As public transport faces its most difficult period in the UK, there are still tactics you can employ to lower train travel costs.
Although this is an apparent suggestion, it is nevertheless the best policy. Train companies typically offer tickets 12 weeks in advance. However, some have begun to release reduced rates sooner in recent years. Even if you don’t acquire the advanced fares when they first go on sale, it’s still a good idea to book as soon as you know when you’ll be travelling. Even while the best fares sell out quickly, many routes offer discounted fares the day before. Some even provide a day-of discount.
The hours vary per train company, but think of it as a morning and late afternoon rush hour (or two). You will save money if you travel outside of certain periods. I’ve never understood why the busiest times should be charged more, but that’s how it is. It’s probably because railway firms have a captive audience that needs to travel at that time. Hence. it’s easy money for them. So, if you can be flexible with your trip dates, consider flexibility. You’ll find that costs drop in the middle of the morning. Peak travel on the Manchester tram system, for example, finishes at 9:30 a.m.
Because of the tangle that is the UK train system, you can save a lot of money by dividing up your journeys. There is no justification for this, save that several railway lines are operated by different companies. Hence, the booking system is unable to determine the greatest value price for customers on its own. Or, more precisely, decides not to. I’m sure there are applications and forums that can assist you in finding the greatest deal. However, sometimes it’s great to just try a little trial and error.
In a similar vein, it might be worth your time to compare the costs of paying for two singles rather than the more convenient return fare. It may be inconvenient for you, but it could save you money.

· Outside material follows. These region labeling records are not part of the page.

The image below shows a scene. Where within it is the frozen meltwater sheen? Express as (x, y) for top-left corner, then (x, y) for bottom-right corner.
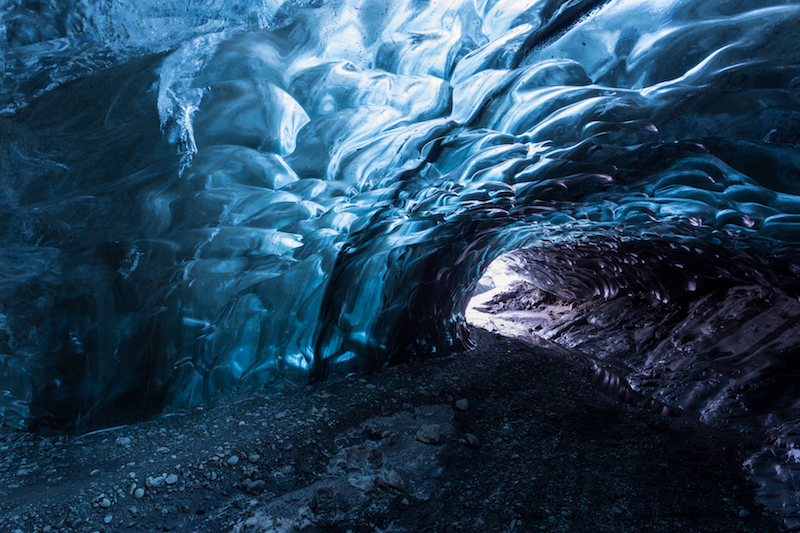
(0, 0), (800, 508)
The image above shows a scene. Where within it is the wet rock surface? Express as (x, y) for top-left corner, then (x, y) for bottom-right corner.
(0, 330), (785, 533)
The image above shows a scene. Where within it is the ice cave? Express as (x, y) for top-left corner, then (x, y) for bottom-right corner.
(0, 0), (800, 526)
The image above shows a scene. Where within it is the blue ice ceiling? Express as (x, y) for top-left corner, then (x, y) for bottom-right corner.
(0, 0), (800, 426)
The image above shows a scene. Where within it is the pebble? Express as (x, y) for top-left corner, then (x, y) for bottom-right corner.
(417, 424), (442, 444)
(386, 470), (403, 490)
(144, 476), (166, 487)
(245, 479), (266, 494)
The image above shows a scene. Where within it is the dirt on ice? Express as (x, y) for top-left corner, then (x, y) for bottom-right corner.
(0, 329), (785, 533)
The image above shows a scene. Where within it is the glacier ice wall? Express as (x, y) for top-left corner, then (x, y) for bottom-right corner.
(0, 0), (800, 427)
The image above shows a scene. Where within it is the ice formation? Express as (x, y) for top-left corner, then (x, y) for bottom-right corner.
(0, 0), (800, 512)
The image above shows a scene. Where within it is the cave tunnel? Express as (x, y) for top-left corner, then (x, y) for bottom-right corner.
(0, 0), (800, 526)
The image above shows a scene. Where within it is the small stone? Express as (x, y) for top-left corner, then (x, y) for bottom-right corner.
(417, 424), (442, 444)
(245, 479), (266, 494)
(386, 470), (403, 490)
(464, 433), (481, 450)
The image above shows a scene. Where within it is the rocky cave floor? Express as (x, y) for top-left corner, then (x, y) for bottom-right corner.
(0, 329), (785, 533)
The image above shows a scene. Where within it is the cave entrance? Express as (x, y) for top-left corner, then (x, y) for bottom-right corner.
(466, 250), (580, 338)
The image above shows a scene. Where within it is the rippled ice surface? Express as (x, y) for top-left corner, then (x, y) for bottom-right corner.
(0, 0), (800, 512)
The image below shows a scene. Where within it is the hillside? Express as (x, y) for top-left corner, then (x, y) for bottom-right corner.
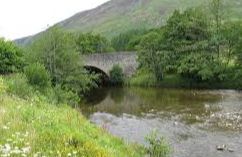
(17, 0), (242, 44)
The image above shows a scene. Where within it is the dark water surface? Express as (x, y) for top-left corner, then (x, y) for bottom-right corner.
(81, 88), (242, 157)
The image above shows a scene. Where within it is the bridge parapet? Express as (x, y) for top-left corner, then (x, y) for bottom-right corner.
(84, 52), (138, 77)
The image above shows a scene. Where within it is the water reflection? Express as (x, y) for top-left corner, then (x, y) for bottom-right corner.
(81, 88), (242, 157)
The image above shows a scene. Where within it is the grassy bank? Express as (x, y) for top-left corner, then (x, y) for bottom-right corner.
(125, 71), (242, 90)
(0, 77), (143, 157)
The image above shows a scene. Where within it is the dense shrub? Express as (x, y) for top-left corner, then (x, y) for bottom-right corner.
(6, 74), (34, 98)
(24, 63), (50, 88)
(109, 65), (124, 85)
(0, 77), (6, 94)
(0, 38), (24, 74)
(29, 27), (97, 94)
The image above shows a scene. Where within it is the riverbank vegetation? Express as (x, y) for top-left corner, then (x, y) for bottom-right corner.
(0, 23), (169, 157)
(125, 0), (242, 89)
(0, 75), (144, 157)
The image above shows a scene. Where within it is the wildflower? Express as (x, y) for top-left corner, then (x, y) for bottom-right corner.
(3, 125), (9, 130)
(22, 147), (31, 153)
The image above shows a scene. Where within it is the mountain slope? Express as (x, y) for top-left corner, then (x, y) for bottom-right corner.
(17, 0), (242, 44)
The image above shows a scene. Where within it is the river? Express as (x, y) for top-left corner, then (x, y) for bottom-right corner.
(81, 88), (242, 157)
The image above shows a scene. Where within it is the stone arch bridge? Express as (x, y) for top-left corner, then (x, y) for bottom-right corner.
(84, 52), (138, 77)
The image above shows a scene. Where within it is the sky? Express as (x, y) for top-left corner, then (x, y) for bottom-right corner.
(0, 0), (108, 40)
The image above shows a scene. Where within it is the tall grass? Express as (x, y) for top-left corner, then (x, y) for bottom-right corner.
(0, 76), (143, 157)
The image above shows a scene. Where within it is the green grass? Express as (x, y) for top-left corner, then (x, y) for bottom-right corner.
(0, 76), (144, 157)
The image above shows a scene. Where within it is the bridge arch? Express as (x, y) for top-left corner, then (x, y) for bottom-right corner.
(84, 65), (109, 84)
(84, 52), (138, 77)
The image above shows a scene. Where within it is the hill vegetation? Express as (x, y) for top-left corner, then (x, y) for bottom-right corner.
(16, 0), (242, 45)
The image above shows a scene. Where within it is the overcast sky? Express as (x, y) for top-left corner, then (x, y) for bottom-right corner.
(0, 0), (108, 39)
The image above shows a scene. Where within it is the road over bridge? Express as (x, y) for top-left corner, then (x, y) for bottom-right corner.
(84, 52), (138, 77)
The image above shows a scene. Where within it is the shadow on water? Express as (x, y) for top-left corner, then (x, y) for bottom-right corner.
(81, 87), (242, 157)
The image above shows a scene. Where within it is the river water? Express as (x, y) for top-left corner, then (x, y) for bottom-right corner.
(81, 88), (242, 157)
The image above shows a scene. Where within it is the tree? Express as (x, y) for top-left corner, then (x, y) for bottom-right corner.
(75, 33), (111, 54)
(0, 38), (24, 74)
(138, 32), (164, 80)
(210, 0), (225, 57)
(30, 27), (97, 94)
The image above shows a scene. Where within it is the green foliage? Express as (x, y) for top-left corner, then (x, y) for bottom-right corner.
(29, 27), (98, 95)
(75, 33), (112, 54)
(146, 131), (170, 157)
(109, 65), (124, 85)
(0, 38), (24, 74)
(111, 29), (147, 51)
(138, 32), (164, 81)
(6, 74), (35, 99)
(24, 63), (51, 88)
(0, 76), (144, 157)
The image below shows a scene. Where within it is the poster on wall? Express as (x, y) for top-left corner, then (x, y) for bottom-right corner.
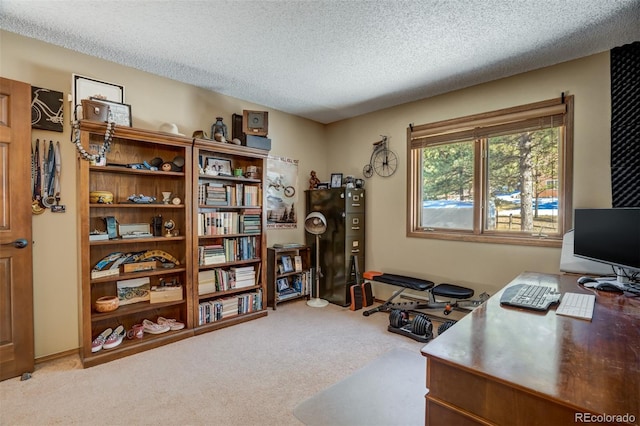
(31, 86), (63, 132)
(267, 155), (298, 229)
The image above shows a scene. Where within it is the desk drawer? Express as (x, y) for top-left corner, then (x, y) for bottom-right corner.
(427, 358), (585, 425)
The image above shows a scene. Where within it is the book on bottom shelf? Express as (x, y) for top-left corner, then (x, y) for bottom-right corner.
(198, 290), (262, 325)
(116, 277), (151, 305)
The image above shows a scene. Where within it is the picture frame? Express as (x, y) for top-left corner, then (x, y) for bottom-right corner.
(71, 74), (124, 120)
(331, 173), (342, 188)
(89, 96), (132, 127)
(71, 74), (124, 105)
(281, 256), (293, 274)
(276, 278), (289, 292)
(205, 157), (233, 176)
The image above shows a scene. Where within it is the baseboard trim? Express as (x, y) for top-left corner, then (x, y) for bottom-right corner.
(35, 348), (80, 364)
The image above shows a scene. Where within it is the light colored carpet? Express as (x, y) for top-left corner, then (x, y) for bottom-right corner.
(293, 348), (426, 426)
(0, 300), (426, 426)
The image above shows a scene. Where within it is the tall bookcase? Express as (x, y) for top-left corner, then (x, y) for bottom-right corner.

This is kind of a no-brainer for frequent travellers. Buying many journeys in one transaction saves money, just like buying in bulk. The majority of transportation operators provide weekly, monthly, and annual tickets. For some means of transportation, an all-access day ticket may be advantageous if you expect to make several trips. If your trip is for work, as it generally is, inquire if your boss will provide you an interest-free loan to pay for your ticket. After all, paying for a group of train tickets can be quite a large upfront cost.
If you are a student, you are eligible for the Railcard. Are you a little older? Then go for the Railcard 26-30. The terms and circumstances vary each company, but you can save up to a third on travel, which often includes individuals travelling with you.
If the ticket price cannot be reduced, it may be worthwhile to think beyond the box. And that implies recouping part of the expenditure through other sources. Another option is to use your credit card. Many credit cards provide points for purchases, so using your card to pay for travel could result in you getting something back later. It’s certainly worth contemplating, as long as you’re confident in your ability to pay off the debt.